In the 1930s, a candidate for governor of one of the Southern states produced a devastating charge against his opponent: he was a millionaire.
Nowadays we are routinely treated to the spectacle of multi-millionaire, right-wing conservatives denouncing their liberal opponents as members of the "elite." Obviously the popular definition of "elite" has changed.
One thing that has not changed is the sense of entitlement to power among the (economic) elite. This has always posed a psychological challenge in a democracy, where one is supposed to respect the will of the people; thus ever since Franklin Roosevelt's day, the common resort of the economically powerful to failure at the ballot box has been to portray their opponents' victory as somehow fundamentally illegitimate.
The attempts to portray President Obama as a secret Muslim, as foreign-born, as foreign-influenced, as a "socialist," as un-American; the sinister readings given his most innocuous moves — all might have been taken word for word (with the only possible exception being the substitution of "Muslim" for "Jew") from the flood of poisonous calumny, innuendo, and rumor that beset FDR throughout his presidency and indeed even after his death.
Of course, FDR was branded a "socialist," but that was nothing. "The rich," wrote William Manchester, "regarded the administration of Washington as though it were an alien government." FDR, according to stories that freely circulated in the better circles, had been infected with gonorrhea by Eleanor, who herself had got in from "a Negro." She was going to turn the country over to the Russians when he died. He was "nothing but a New York kike" anyway, whose family had changed their names; an elaborate genealogy proved he was descended from a Colonel van Rosenfeld.

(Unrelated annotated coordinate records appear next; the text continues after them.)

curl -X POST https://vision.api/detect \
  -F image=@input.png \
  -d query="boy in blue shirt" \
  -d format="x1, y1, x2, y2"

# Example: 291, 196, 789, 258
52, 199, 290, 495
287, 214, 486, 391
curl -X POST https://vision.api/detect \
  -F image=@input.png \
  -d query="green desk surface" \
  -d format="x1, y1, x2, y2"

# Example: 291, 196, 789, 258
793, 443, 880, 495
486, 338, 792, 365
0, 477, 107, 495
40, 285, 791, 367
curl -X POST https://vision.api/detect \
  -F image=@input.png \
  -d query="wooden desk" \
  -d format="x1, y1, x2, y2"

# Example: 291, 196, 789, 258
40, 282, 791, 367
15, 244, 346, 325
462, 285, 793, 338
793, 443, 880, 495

Manchester catalogued the cliches repeated over and over: FDR was trying to destroy the American way of life; you can't spend your way out of a Depression; our children's children will be paying; half the people on relief are foreigners anyhow; the New Deal was under the "insidious influences" of "foreigners and transplanted Negroes."
In 1936 (in an article in Harper's titled "They Hate Roosevelt") Marquis Childs described the "fanatical hatred of the President which today obsesses thousands of men and women of the American upper class. No other word than hatred will do. It is a passion, a fury, that is wholly unreasoning. It permeates . . . the whole upper stratum of American society. It has become with them an idée fixe."
Childs went on to say, with an optimism that we today would envy, that this irrational hatred of the President was "a phenomenon which social historians of the future will very likely record with perplexity if not astonishment."